Favorite restaurant  

Meiwah near the intersection of M Street and New Hampshire in NW DC.

Favorite vacation spot

Tie between Paris, France and Phuket, Thailand

Guilty pleasure

Godiva Chocolate Cheesecake from Barnes & Noble

One item from your bucket list

Hike to Mount Everest Base Camp in Nepal

Hobbies

Playing soccer, running, and reading

Career

Most rewarding element of your work –

The look of joy/relief on a client’s face when they are granted asylum.

If I hadn’t become a lawyer, I would be an… 

Intelligence analyst for the government or a professor.

Legal Aid and DCBF Funding

 Legal aid is important to me because…

This country runs on laws that are supposed to treat each and every person equally. A growing number of people, however, find that the costs and complexity of the legal system ensures that the treatment they receive is far from equal.
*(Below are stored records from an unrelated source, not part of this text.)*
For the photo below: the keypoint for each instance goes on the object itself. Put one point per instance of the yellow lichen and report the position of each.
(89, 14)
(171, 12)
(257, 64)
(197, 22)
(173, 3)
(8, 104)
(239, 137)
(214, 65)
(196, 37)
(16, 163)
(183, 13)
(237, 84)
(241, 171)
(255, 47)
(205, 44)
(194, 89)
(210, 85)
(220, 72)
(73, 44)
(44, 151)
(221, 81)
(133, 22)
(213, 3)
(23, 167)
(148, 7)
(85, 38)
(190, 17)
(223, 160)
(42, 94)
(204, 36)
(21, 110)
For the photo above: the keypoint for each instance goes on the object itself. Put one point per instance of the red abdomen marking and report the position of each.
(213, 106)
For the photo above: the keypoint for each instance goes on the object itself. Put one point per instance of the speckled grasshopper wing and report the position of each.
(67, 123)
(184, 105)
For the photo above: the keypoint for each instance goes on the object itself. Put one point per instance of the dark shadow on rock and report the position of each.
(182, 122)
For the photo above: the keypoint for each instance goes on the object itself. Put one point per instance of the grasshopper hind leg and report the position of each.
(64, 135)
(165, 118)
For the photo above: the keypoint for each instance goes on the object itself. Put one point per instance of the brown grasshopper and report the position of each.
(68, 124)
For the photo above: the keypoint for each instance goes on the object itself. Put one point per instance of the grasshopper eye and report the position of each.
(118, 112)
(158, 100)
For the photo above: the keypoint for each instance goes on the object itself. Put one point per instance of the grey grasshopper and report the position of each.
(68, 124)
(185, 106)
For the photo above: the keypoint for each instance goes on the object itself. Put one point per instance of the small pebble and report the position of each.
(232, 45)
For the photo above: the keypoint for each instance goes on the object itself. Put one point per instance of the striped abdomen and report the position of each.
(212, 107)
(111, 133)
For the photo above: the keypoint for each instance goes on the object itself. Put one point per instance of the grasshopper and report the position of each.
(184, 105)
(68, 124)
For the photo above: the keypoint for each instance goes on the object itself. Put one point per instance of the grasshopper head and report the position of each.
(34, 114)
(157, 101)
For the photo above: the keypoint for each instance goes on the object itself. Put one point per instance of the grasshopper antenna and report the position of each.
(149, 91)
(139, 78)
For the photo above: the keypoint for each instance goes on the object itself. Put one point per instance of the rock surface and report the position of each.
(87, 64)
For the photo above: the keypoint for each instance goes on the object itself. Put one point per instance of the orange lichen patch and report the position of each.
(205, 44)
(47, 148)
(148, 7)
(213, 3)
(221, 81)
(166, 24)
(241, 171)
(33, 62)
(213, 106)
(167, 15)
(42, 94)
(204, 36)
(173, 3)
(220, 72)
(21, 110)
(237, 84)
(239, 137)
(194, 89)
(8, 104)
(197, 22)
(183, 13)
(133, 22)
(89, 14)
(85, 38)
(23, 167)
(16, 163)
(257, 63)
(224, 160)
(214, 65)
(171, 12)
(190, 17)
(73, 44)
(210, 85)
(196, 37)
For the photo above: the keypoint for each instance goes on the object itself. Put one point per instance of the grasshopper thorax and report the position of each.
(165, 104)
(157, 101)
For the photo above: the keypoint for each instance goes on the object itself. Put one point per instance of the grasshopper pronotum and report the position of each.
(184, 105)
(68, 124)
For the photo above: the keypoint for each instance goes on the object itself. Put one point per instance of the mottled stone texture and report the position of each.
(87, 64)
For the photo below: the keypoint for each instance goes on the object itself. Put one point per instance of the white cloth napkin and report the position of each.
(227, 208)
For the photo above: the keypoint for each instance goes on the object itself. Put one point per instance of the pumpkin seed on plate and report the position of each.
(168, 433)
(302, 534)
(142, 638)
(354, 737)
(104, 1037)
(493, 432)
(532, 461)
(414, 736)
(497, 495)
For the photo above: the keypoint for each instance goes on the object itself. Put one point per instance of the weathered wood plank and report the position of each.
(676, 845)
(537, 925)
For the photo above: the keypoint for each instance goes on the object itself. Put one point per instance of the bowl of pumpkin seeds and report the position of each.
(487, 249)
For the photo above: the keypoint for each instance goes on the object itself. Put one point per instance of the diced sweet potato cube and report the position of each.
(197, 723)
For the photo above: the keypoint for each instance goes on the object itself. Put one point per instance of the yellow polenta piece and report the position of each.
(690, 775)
Legal aid, when put to effective use, should help to address this issue.

 Your dream for our legal system is…

That we put the necessary money into our immigration legal system so men and women that have come to the US without their families as they seek asylum no longer have to wait several years before seeing their families again.

Organization mission:

TASSC seeks to eradicate the use of torture and help survivors of torture recover from the trauma they have experienced.

Little known fact about your organization.

TASSC is an organization built and run by torture survivors. Its founder, executive director, some of its staff, and half of its board of directors are torture survivors.

Recent victory made possible through DCBF funding.

Two participants in our recent legal orientation realized that they were being taken advantage of by case writers (basically fake attorneys, similar to notarios) and decided to find real attorenys to work on their cases.

What has DCBF funding meant to your organization?

Since receiving funding through DCBF, the number of asylum cases for DC residents that PBAP can work on has quadrupled. Furthermore, PBAP has been able to reach out to many more of our residents through legal orientations that explain asylum law and the asylum process, and provide advice for finding good legal representation.